Let a finite bipartite graph made of shores $M$(ath) and $P$(hysics), with $m=|M| \geq 2$ and $p=|P|\geq 2$. Each student is an edge in this graph. The condition is that, if the degree of one end of any edge is at least $3$ then the degree of the other end of the edge is at most $2$. The maximum number of edges is $2(m-2) + 2(n-2) = 2(m+n-4)$, realized for all vertices in $M\setminus \{m_1,m_2\}$ being connected by edges to $p_1, p_2 \in P$, and all vertices in $P\setminus \{p_1,p_2\}$ being connected by edges to $m_1, m_2 \in M$.

Bumping but is there any non-graph theory solution?

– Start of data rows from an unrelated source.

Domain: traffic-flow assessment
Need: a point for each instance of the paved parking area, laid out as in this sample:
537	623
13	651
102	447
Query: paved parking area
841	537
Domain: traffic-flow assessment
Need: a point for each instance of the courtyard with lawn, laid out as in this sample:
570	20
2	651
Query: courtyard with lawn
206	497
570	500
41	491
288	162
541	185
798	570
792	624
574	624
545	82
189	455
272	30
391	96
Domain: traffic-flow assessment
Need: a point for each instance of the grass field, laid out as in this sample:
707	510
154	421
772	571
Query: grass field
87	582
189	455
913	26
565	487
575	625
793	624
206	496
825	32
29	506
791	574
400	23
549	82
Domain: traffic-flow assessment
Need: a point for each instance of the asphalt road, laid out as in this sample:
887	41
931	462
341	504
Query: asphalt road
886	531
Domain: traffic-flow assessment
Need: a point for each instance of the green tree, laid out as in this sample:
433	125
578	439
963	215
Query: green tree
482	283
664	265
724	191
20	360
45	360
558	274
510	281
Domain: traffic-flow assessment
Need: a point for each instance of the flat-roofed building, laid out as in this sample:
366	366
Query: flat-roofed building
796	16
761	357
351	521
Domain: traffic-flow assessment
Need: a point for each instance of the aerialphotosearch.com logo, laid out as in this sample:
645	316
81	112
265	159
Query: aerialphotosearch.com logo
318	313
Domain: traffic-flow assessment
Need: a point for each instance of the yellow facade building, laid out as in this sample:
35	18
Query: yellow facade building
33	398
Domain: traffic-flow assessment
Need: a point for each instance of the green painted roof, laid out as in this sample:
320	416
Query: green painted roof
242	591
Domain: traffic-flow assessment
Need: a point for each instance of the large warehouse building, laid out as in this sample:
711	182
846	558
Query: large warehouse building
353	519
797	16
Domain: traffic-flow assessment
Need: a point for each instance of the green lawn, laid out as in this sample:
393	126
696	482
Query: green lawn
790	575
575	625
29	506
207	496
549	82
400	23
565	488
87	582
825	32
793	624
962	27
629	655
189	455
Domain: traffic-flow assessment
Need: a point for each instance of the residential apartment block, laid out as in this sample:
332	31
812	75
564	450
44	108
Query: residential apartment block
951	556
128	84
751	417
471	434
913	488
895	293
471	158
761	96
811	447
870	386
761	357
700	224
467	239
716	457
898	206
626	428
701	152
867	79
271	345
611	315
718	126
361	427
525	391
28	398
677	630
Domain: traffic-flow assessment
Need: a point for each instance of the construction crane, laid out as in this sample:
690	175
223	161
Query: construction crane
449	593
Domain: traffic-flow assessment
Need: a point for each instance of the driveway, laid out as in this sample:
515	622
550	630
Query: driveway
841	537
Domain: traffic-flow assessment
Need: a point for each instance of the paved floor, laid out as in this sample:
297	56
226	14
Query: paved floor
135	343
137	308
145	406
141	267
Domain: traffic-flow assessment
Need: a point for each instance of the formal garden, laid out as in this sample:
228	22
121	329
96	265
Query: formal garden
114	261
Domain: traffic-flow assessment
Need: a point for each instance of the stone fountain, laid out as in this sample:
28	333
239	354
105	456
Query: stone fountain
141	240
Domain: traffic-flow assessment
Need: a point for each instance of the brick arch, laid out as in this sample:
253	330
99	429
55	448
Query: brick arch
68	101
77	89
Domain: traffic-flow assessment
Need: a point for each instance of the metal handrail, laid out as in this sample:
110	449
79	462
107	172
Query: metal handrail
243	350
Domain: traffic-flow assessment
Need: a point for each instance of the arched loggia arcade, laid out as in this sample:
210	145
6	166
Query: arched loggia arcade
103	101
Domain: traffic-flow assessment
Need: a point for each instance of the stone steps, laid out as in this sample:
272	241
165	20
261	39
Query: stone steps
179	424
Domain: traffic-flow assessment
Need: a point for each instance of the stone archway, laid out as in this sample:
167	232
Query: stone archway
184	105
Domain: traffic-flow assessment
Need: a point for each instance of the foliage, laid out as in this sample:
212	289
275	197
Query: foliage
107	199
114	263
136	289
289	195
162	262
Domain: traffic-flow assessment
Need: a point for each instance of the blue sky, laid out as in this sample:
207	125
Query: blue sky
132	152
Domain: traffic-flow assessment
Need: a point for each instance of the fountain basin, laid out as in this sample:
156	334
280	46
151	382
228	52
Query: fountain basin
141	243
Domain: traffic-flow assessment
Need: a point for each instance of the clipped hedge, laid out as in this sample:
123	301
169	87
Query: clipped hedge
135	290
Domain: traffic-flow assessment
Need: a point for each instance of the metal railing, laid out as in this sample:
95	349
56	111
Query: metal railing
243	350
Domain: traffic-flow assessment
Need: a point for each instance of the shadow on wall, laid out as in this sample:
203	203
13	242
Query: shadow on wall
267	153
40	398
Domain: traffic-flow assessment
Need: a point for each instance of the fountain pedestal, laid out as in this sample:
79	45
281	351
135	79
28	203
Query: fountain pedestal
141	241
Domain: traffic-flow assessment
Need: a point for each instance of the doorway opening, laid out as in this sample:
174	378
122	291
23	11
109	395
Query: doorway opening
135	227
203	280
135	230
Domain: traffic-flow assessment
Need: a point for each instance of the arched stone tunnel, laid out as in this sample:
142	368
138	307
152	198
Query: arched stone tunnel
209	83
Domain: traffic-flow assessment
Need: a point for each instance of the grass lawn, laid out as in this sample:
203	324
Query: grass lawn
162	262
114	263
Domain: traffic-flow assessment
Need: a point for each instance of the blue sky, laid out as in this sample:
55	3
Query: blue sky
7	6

We say a problem is "unpopular" if at most 2 students choose it. Otherwise, we say the problem is "popular". The condition specifies that every student must at least choose an "unpopular" problem. First, we show it is possible to have 54 students. Let the math problems be $m_i, i=1, ..., 20$. Let the physics problems be $p_j, j=1, ..., 11$. Then, 9 students choose the same $m_1$ and a different $p_3, p_4$ to $p_{11}$ respectively; 9 students choose the same $m_2$ and a different $p_3, p_4$ to $p_{11}$ respectively; 18 students choose the same $p_1$ and a different $m_3, m_4$ to $m_{20}$ respectively; and 18 students choose the same $p_2$ and a different $m_3, m_4$ to $m_{20}$ respectively. Suppose more than 54 students is possible. If all math problems are "unpopular", there are only $20\times 2=40$ students. If exactly 19 math problems are "unpopular", then exactly one math problem is "popular", and at least $54-19\times 2+1=17$ students choose it. But every math problem can be chosen by at most 11 students, because there are only 11 physics problems. So there are at most 18 "unpopular" math problems. Similarly, there are at most 9 "unpopular" physics problems. Then, at most $18\times 2=36$ students choose the "unpopular" math problems. As for the "popular" math problems, any student who chooses them must also choose the "unpopular" physics problems, so there are at most $9\times 2=18$ students. But $36+18$ is only $54$. So the maximum number of students is 54.